Calculating standard deviation
Now that we have a big picture understanding of standard deviation, let’s “pop the hood” and understand how it is calculated. We will show both a manual calculation and a calculation using R functionality.
Of course we could skip both these approaches and go straight to R’s built-in sd function (as demonstrated above) but the goal is to get a deeper understanding of standard deviation and also programming in R.
Manual calculation
There are two formulas for standard deviation, depending on whether your data represents a population or a sample. The formulas are nearly identical, but the sample standard deviation divides by n - 1 instead of N.
This adjustment, known as Bessel’s correction, corrects for the bias that occurs when estimating the population standard deviation from a sample. Since a sample tends to underestimate the true variability in a population, using n - 1 instead of N results in a slightly larger standard deviation, making it a more accurate estimator of the population standard deviation.
For our example, we’ll use the formula for a sample, as this is the formula R uses in the sd function.
Applying this formula, and and given these test scores:
98, 89, 97, 89, 88
Start by calculating the mean:
(98 + 89 + 97 + 89 + 88) / 5 = 92.2
Next, we need to figure out how much each score varies from the mean by subtracting the mean from each score:
98 - 92.2 = 5.8
89 - 92.2 = -3.2
97 - 92.2 = 4.8
89 - 92.2 = -3.2
88 - 92.2 = -4.2
If we were to sum up the above negative and positive numbers we’d end up with 0,
Square the resulting differences from the above step:
5.8² = 33.64
-3.2² = 10.24
4.8² = 23.04
-3.2² = 10.24
-4.2² = 17.64
Add up these squared values to yield what is referred to as the sum of squares:
33.64 + 10.24 + 23.04 + 10.24 + 17.64 = 94.8
Divide the sum of squares by n-1 (where n is number of scores) to yield the variance:
(94.8 / 4) = 23.7
Finally, calculate the square root of the variance to yield the standard deviation:
√23.7 = 4.868264
We know we did everything correctly because this standard deviation value of 4.87 matches up with what we calculated using R’s sd function:
scores_a <- c(98, 89, 97, 89, 88)
sd(scores_a) # 4.868265
With R functions
Let’s repeat the above procedures with the assistance of built-in R functions:
# Define our hypothetical scores
scores <- c(98, 89, 97, 89, 88)
# Calculate the mean
mean <- mean(scores)
# Subtract the mean from each score
diff_from_mean = scores - mean
# Square the resulting values
squared_diff_from_mean = diff_from_mean^2
# Sum the squares
sum_of_squares = sum(squared_diff_from_mean)
# Calculate the variance by dividing the sum of squares by n-1
variance = sum_of_squares / (length(scores) - 1)

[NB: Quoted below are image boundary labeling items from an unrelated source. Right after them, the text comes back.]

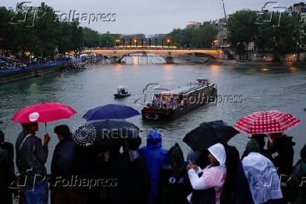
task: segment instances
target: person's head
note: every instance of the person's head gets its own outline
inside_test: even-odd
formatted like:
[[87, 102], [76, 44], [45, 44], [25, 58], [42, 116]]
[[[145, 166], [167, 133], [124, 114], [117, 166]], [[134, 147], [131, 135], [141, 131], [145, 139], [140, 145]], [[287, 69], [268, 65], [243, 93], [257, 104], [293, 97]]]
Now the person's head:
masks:
[[169, 149], [167, 153], [167, 157], [174, 169], [184, 165], [184, 155], [182, 149], [177, 143]]
[[37, 122], [28, 122], [28, 123], [22, 123], [22, 128], [27, 129], [32, 132], [37, 132], [39, 129], [39, 125]]
[[263, 148], [265, 145], [265, 138], [267, 136], [265, 134], [254, 134], [251, 138], [255, 139], [258, 142], [259, 146]]
[[151, 130], [147, 139], [147, 146], [161, 147], [161, 134], [156, 129]]
[[246, 146], [246, 151], [248, 154], [251, 152], [260, 152], [260, 148], [259, 146], [258, 142], [255, 139], [251, 139], [247, 144]]
[[140, 136], [137, 136], [135, 138], [128, 138], [128, 148], [130, 151], [137, 151], [141, 144]]
[[218, 143], [208, 148], [208, 158], [211, 166], [224, 165], [226, 160], [226, 153], [224, 146]]
[[54, 133], [58, 135], [58, 140], [60, 141], [71, 138], [70, 129], [69, 129], [69, 127], [66, 125], [56, 126], [54, 128]]
[[302, 149], [300, 151], [300, 158], [306, 160], [306, 144], [304, 146]]
[[284, 134], [282, 132], [274, 132], [274, 133], [269, 133], [269, 136], [272, 139], [272, 141], [274, 141], [277, 138], [281, 138], [284, 136]]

# Calculate the SD by taking the square root of the variance
standard_deviation = sqrt(variance) # 4.868265
Once again, we learn that our standard deviation is 4.868265.
Practice
Repeat the above steps using our second set of hypothetical test scores:
scores_b <- c(25, 40, 100, 77, 60)
Complete this process by doing both a manual calculation as well as a calculation with the assistance of built-in R functions (mean, sum, length, sqrt).
Make sure your resulting values matches the standard deviation as calculated by R's built-in sd function.